Ao assumir o nome Marielle Franco (antes seria “Dicionário Carioca de Favela”), para além de uma homenagem, é um compromisso com os mesmos ideais que a marcaram, como a luta pelas mulheres negras, pelo reconhecimento da diversidade, contra o preconceito. 
Temos trabalhado priorizando algumas favelas; independe de qual favela você viva para escrever no dicionário, mas concentramos algumas prioridades para dar apoio maior à população, a fim de que ela possa seguir, mobilizar e escrever. Já fizemos isso em Santa Marta, Alemão, Maré, Cidade de Deus, o Núcleo Piratininga de Comunicação e, agora, vamos priorizar, depois de deliberação do Concelho Editorial, a comunidade de Manguinhos.  

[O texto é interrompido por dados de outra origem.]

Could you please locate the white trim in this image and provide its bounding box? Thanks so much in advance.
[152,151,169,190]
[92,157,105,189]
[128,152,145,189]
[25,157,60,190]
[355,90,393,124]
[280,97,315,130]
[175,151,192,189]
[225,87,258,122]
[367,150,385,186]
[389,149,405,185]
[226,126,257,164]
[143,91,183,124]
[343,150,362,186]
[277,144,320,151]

'Dicionário de Favelas Marielle Franco' pretende resgatar memória das comunidades
 
Informe ENSP: Qual a importância do dicionário para a Fiocruz?
 
Sônia Fleury: A Fiocruz tem uma tradição de comprometimento com essas questões sociais, além de todo um acervo relacionado a essa área. Mais do que um apoio, estar na Fiocruz significa poder trabalhar a promoção social e a emancipação social. 
 
O Icict é muito importante porque existe a expertise na área de acervos e informação. E esses grupos das comunidades têm muita dificuldade em construir seus acervos, colocar on-line, principalmente porque existe carência no material. Nosso intuito é apoiá-los mais de perto. 
 
Informe ENSP: Quais são as perspectivas futuras para o dicionário?
 
Sônia Fleury: No que tange às temáticas, não há um assunto específico. Construímos, por intermédio de grupos de trabalho e com várias instituições, e criamos um núcleo de sustentabilidade e cultura, memória e identidade das favelas etc. Nesses grupos, discutia-se o que era mais importante em suas respectivas áreas. 
 
Vale lembrar que existe um grupo de pesquisadores que se dedicam a avaliar as ementas cadastradas, fazendo observações sobre o que foi escrito e a relação disso com a favela, por exemplo. Não ofender, não fazer apologia ao crime, tudo isso deve ser considerado na hora da escrita. 
 
Outra coisa é a orientação e sugestão dos pesquisadores para melhorar os verbetes; e outra são as normas de conduta, que estão lá e devem ser seguidas. Um aspecto fundamental para viabilidade desse dicionário foi a participação de um especialista sensível às questões sociais e da área da Saúde, capaz de entender a demanda e transforma-la em realidade. Esse pesquisador se chama Marcelo Formasin, que fez concurso para a ENSP para essa área de Tecnologia da Informação e será convocado para tomar posse do cargo.